TUESDAY- Woke up wet, and Parked didn't like it. He wanted a bath and clean clothes/bedding when he got up.

WEDNESDAY- Woke up wet, but it didn't seem to bother him.  He didn't even want me to take the wet clothes off.  I thought for sure this was a bad sign.

THURSDAY- Wet his underwear while brushing his teeth that night. Woke up crying at 5am.  I could tell he must of wet his pants, but they were only damp so I figure it must have been pretty early in the night.  I changed his clothes and bedding while he went potty.  He went back to bed, and woke up dry.

FRIDAY- Parker woke up at 2am crying.  When I walked into his room he was standing next to his bed.

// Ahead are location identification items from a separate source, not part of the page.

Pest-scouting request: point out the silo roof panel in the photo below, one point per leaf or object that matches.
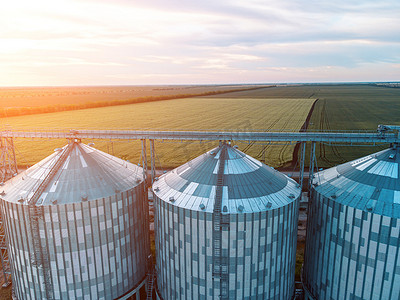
(86, 174)
(245, 179)
(371, 178)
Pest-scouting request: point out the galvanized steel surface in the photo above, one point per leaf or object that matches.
(86, 174)
(92, 226)
(249, 185)
(323, 136)
(353, 230)
(370, 183)
(258, 239)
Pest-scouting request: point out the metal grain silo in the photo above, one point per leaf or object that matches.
(352, 245)
(226, 228)
(77, 227)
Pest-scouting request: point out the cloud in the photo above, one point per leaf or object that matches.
(192, 40)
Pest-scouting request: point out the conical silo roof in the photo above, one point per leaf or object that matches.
(370, 183)
(249, 185)
(84, 173)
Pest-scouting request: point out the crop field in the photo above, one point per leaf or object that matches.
(52, 96)
(206, 113)
(353, 108)
(341, 107)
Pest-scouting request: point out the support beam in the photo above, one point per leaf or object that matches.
(312, 161)
(144, 160)
(302, 162)
(152, 161)
(343, 137)
(7, 159)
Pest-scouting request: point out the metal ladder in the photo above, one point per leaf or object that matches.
(150, 284)
(40, 254)
(220, 221)
(5, 262)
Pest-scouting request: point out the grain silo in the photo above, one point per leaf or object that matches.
(352, 245)
(226, 228)
(77, 227)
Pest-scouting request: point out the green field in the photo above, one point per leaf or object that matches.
(339, 107)
(245, 114)
(342, 107)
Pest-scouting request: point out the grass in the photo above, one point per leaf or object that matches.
(29, 101)
(353, 108)
(207, 113)
(341, 107)
(44, 96)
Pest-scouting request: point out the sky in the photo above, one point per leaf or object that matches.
(137, 42)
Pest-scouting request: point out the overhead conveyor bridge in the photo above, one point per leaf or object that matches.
(386, 134)
(349, 137)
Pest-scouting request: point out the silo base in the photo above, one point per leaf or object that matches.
(137, 293)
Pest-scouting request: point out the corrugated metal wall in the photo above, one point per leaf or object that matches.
(97, 249)
(350, 253)
(261, 248)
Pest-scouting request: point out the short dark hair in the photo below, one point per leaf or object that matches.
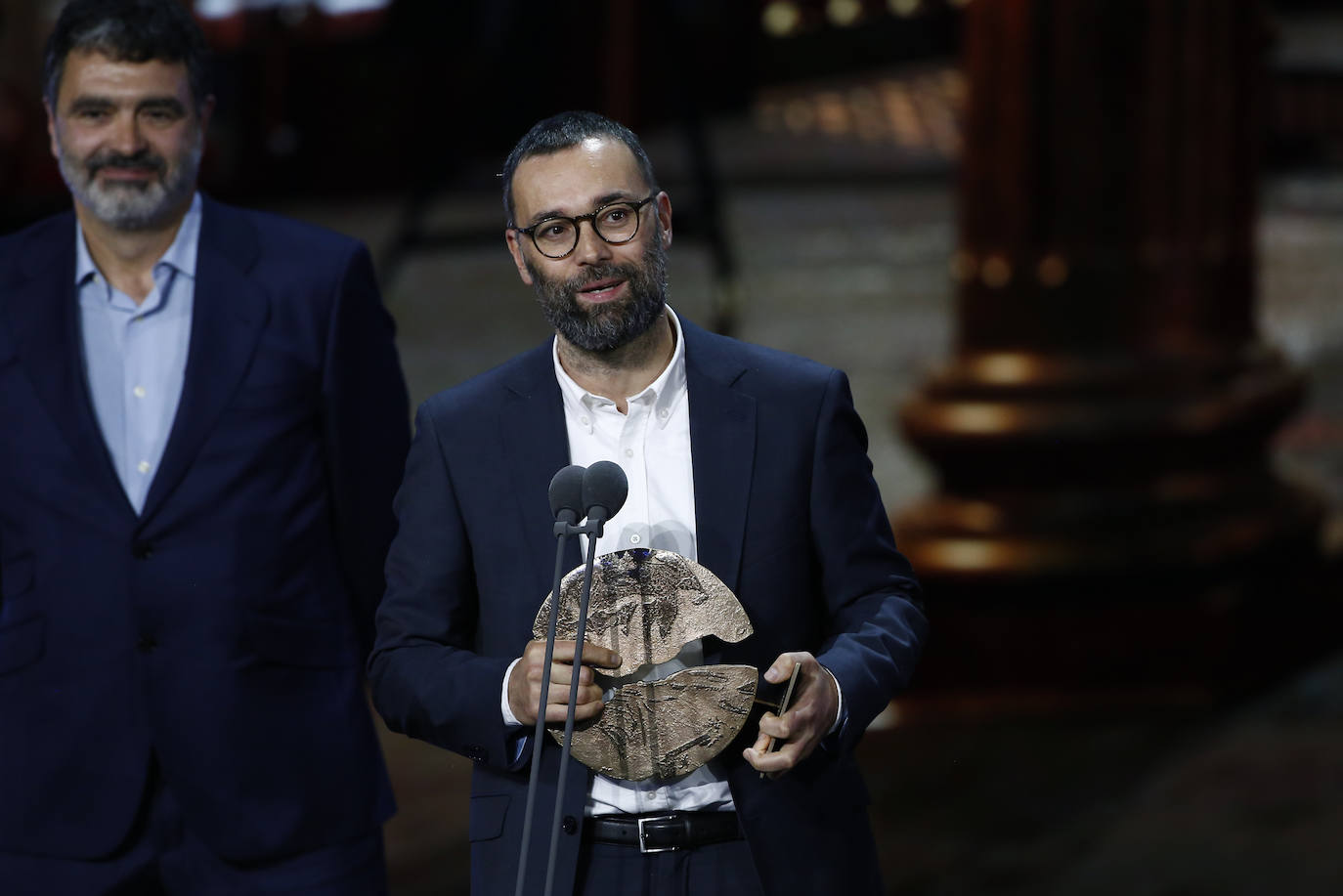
(128, 31)
(563, 131)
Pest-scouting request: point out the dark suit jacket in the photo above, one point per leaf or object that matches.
(787, 515)
(225, 627)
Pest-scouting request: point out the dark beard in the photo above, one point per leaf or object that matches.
(606, 326)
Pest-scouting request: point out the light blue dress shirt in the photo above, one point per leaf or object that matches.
(136, 355)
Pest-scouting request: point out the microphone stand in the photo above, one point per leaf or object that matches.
(602, 491)
(564, 527)
(592, 528)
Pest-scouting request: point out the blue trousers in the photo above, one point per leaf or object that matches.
(717, 870)
(161, 857)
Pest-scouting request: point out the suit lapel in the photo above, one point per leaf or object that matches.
(45, 318)
(229, 314)
(536, 447)
(722, 438)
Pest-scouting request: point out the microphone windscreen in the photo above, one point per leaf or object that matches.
(567, 493)
(604, 487)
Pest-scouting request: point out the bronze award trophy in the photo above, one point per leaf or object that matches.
(646, 605)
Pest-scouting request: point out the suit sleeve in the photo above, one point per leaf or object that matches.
(876, 623)
(427, 680)
(367, 433)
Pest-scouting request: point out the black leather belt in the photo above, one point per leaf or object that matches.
(665, 832)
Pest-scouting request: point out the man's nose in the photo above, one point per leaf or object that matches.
(126, 136)
(591, 249)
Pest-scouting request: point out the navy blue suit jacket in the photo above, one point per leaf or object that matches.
(225, 627)
(787, 515)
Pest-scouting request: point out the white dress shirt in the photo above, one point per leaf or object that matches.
(136, 355)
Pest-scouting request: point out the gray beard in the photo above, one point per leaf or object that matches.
(133, 206)
(606, 328)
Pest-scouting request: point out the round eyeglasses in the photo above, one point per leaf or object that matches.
(615, 223)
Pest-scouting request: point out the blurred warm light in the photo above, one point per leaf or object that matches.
(966, 554)
(844, 13)
(995, 272)
(980, 418)
(1006, 368)
(918, 113)
(780, 19)
(903, 114)
(833, 114)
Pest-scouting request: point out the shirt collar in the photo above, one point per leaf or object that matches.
(661, 394)
(180, 255)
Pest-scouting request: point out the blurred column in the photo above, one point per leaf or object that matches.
(1106, 512)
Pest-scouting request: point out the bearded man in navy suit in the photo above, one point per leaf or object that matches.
(750, 461)
(203, 422)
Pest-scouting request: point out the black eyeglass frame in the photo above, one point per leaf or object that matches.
(591, 219)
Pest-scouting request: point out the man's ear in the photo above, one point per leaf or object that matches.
(664, 206)
(51, 129)
(207, 109)
(516, 251)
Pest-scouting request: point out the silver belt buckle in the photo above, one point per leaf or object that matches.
(643, 846)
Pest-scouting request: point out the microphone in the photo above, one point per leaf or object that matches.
(604, 490)
(567, 494)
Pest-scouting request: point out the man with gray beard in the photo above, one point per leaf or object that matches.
(746, 459)
(203, 422)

There was wet spot on the floor, his pants were wet, but his bed was dry.  I brought him to the bathroom and stood him next to the toilet while I cleaned up the mess and got him a new change of clothes.  When I came back into the bathroom he had pooped, but since I hadn't sat him on the toilet I had another mess to clean up.  When I brought him back to bed he said his stomach hurt (which he never says unless he is about to throw up).  I decided to lay with him in his bed for a little while.  That only lasted a few minutes, because he started throwing up.  Needless to say the rest of the night we were down stairs watching movies.  Through all of this his bedding did manage to stay clean though.

SATURDAY- I woke Parker up at 11pm had him go potty, and then he went back to bed.  He woke as well around 1 or 2 and starting crying so I went in his room and showed him to the bathroom. He went potty and then went back to bed.  Woke up dry.

SUNDAY- I tried to wake him at 11pm to go, but he was so out it didn't work out.  I decided for us this wasn't something I'd try again.  He woke up at 2 am crying.  When I went into his room he ran out and wanted me to read him a story, but was still dry.  I told him to go use the potty which he refused to do.  I was finally able to bribe him with a story.  After he went potty I read him a story and then sent him back to bed.  He was dry when he got up for good.

MONDAY-  (I put a diaper on him because he had had A LOT of liquids that night) woke up at 5am with a soaked diaper and PJ's.  After I changed him into underwear and clean clothes he was up for the day :(

TUESDAY - Woke at 1am ran through the house screaming.  By the time I got up to help him he was standing by the toilet so I let him finish and helped him wash his hands and brought him back to bed.  He was dry when he finally woke up for good.

WEDNESDAY- Wanted a diaper when he went to bed, but I told him he was a big boy and he wore underwear to bed like mommy and daddy.  Woke up dry (and as far as I know didn't wake up during the night).

I think the worst is behind us, but I'm sure we still have awhile before I won't have him wear a diaper when we don't sleep at home.